My mbuna tank has gotten kind of boring, the breeding groups killed each other down to groups of 1 and 2, and not much is happening any more.
I have decided i will sell them, and restock as a community tank.
So far i plan to have
6 Upside down catfish
A school of Blind tetras(5-10)

I was hoping i firemouth, what other fish could work with these fish?

To reduce maintenance, the tank will have no substrate. I will use either an AC500 or 3 350lph filters


----------



## Fogelhund (Dec 3, 2002)

A pair of firemouths, could easily eliminate most other fish in a 55 gallon if they breed.

If you want more of a community setup, I would recommend either going with some Pelvicachromis, or Bolivian Rams as a starting point.


----------



## thecookiemonster (Apr 21, 2007)

Would having a single firemouth cut its aggression down enough to let other fish survive?


----------



## gage (Feb 7, 2007)

a single firemouth will surely have less aggression then when it has a counter part, though firemouths aggression level varies tons, from very peaceful, all the way down to mine, a flowerhorn killer...


----------



## hollyfish2000 (Aug 23, 2007)

How does having no substrate reduce maintenance?

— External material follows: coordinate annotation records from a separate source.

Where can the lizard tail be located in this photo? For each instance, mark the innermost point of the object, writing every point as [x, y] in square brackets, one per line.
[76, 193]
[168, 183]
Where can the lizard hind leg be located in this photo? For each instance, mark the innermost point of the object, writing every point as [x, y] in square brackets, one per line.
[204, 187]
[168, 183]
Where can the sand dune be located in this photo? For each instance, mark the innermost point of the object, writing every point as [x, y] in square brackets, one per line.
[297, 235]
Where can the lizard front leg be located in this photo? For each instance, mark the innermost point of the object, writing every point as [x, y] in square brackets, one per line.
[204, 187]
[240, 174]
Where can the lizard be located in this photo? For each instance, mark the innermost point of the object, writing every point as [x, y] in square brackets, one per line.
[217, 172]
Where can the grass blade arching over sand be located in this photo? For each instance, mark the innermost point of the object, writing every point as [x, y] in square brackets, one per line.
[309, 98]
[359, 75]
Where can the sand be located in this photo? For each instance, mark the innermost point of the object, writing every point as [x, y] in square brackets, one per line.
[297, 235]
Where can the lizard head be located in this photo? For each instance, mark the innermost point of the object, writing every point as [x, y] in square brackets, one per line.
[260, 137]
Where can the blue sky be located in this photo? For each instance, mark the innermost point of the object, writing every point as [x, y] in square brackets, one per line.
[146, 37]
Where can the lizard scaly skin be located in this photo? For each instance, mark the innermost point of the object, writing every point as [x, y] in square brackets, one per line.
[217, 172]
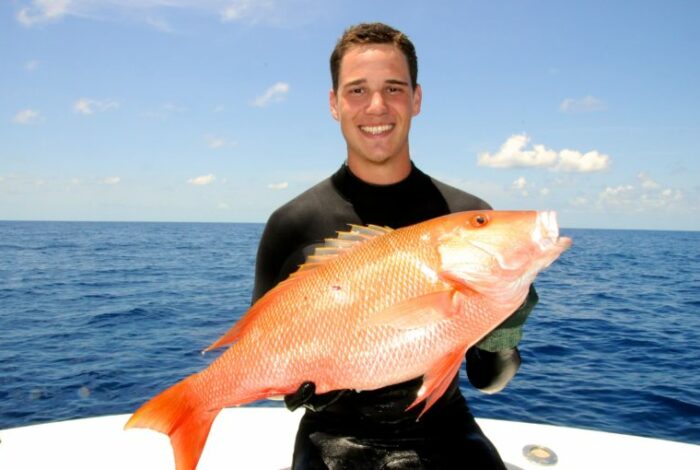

Just curious . . . Doesn't a plain glass bottom look weird?


----------



## MetalHead06351 (Oct 3, 2007)

It reduces maitenance by being easier to vaccumn. I've always thought it looks weird, and i'm sure the fish would appreciate something to sift through and rest on, as well as to play colors off of, but its a personal choice I guess.


----------



## PsYcHoTiC_MaDmAn (Dec 26, 2005)

bare bottomed tanks have their uses, particularly for quarantine tanks or fry tanks. as you can keep them free of dirt.

however, IMO they should only be used as that. fish in BB tanks do have a tendency to be skittish. I always shove a thin layer of sand in.


----------



## rjf (Oct 23, 2008)

I've had Firemouth before, I didn't find them to be so tough. They only grow to about 4 inches at best, so other young Cichlids usually outgrow them pretty quickly. I don't know how they would do with dither fish, may eat them up. In Cichlid communities though my experience is that a Firemouth will start a fight and then get his finny little butt kicked.


----------